Mrs. Stowe returned a witty note, in which she said he had discovered a new principle—that of making calls by instalments, and asked whether in extreme cases a man might not send his clothes and be himself excused.
Most of his work Mark Twain did at Quarry Farm. Each summer the family —there were two little girls now, Susy and Clara—went to that lovely place on the hilltop above Elmira, where there were plenty of green fields and cows and horses and apple-trees, a spot as wonderful to them as John Quarles’s farm had been to their father, so long ago. All the family loved Quarry Farm, and Mark Twain’s work went more easily there. His winters were not suited to literary creation—there were too many social events, though once—it was the winter of ’76—he wrote a play with Bret Harte, who came to Hartford and stayed at the Clemens home while the work was in progress. It was a Chinese play, “Ah Sin,” and the two had a hilarious time writing it, though the result did not prove much of a success with the public. Mark Twain often tried plays—one with Howells, among others—but the Colonel Sellers play was his only success.

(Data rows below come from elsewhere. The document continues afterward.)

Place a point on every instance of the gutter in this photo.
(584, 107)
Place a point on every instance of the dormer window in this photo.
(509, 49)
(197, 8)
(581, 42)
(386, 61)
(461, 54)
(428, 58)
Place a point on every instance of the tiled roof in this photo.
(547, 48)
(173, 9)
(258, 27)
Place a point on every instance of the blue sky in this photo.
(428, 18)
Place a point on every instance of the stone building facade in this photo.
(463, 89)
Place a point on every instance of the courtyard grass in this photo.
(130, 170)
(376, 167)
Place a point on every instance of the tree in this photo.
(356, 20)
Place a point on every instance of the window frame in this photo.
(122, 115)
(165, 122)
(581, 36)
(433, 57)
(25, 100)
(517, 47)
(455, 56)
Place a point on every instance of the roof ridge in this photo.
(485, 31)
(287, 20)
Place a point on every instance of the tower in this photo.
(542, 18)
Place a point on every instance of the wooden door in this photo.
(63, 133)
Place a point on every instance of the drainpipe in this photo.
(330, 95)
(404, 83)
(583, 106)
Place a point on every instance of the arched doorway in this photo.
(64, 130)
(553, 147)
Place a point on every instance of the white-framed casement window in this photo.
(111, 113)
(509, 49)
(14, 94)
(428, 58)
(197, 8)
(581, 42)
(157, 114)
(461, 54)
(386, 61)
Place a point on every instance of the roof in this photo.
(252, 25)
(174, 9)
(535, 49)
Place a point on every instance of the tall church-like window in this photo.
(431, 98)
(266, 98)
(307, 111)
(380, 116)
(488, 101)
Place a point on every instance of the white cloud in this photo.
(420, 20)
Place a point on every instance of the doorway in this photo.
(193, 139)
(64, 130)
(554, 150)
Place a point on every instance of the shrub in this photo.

Grand dinners, trips to Boston and New York, guests in his own home, occupied much of Mark Twain’s winter season. His leisure he gave to his children and to billiards. He had a passion for the game, and at any hour of the day or night was likely to be found in the room at the top of the house, knocking the balls about alone or with any visitor that he had enticed to that den. He mostly received his callers there, and impressed them into the game. If they could play, well and good. If not, so much the better; he could beat them extravagantly, and he took huge delight in such contests. Every Friday evening a party of billiard lovers—Hartford men—gathered and played, and told stories, and smoked, until the room was blue. Clemens never tired of the game. He could play all night. He would stay until the last man dropped from sheer weariness, and then go on knocking the balls about alone.
But many evenings at home—early evenings—he gave to Susy and Clara. They had learned his gift as a romancer and demanded the most startling inventions. They would bring him a picture requiring him to fit a story to it without a moment’s delay. Once he was suddenly ordered by Clara to make a story out of a plumber and a “bawgunstictor,” which, on the whole, was easier than some of their requirements. Along the book-shelves were ornaments and pictures. A picture of a girl whom they called “Emeline” was at one end, and at the other a cat. Every little while they compelled him to make a story beginning with the cat and ending with Emeline. Always a new story, and never the other way about. The literary path from the cat to Emeline was a perilous one, but in time he could have traveled it in his dreams.